ABSTRACT

The special theory of relativity arose as a way of accounting for the facts of electromagnetism. We have here a somewhat curious history. In the eighteenth and early nineteenth centuries, the theory of electricity was wholly dominated by the Newtonian analogy. Two electric charges attract each other if they are of different kinds, one positive and one negative, but repel each other if they are of the same kind; in each case, the force varies as the inverse square of the distance, as in the case of gravitation. This force was conceived as an action at a distance, until Faraday, by a number of remarkable experiments, demonstrated the effect of the intervening medium.
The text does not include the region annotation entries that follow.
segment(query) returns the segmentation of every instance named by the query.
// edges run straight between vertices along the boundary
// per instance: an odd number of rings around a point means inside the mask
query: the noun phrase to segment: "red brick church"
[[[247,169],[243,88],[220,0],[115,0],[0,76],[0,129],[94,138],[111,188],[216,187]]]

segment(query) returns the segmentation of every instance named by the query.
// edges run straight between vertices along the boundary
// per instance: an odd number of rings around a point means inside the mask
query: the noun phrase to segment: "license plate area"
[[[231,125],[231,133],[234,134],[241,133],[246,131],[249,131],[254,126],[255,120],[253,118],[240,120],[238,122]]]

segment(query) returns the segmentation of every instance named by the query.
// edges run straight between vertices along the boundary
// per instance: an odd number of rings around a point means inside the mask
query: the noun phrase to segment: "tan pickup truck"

Faraday was no mathematician; Clerk Maxwell first gave a mathematical form to the results suggested by Faraday’s experiments. Moreover Clerk Maxwell gave grounds for thinking that light is an electromagnetic phenomenon, consisting of electromagnetic waves. The medium for the transmission of electromagnetic effects could therefore be taken to be the aether, which had long been assumed for the

transmission of light. The correctness of Maxwell’s theory of light was proved by the experiments of Hertz in manufacturing electromagnetic waves; these experiments afford the basis for radio and radar. So far, we have a record of triumphant progress, in which theory and experiment alternately assume the leading role. At the time of Hertz’s experiments, the aether seemed securely established, and in just as strong a position as any other scientific hypothesis not capable of direct verification. But a new set of facts began to be discovered, and gradually the whole picture was changed.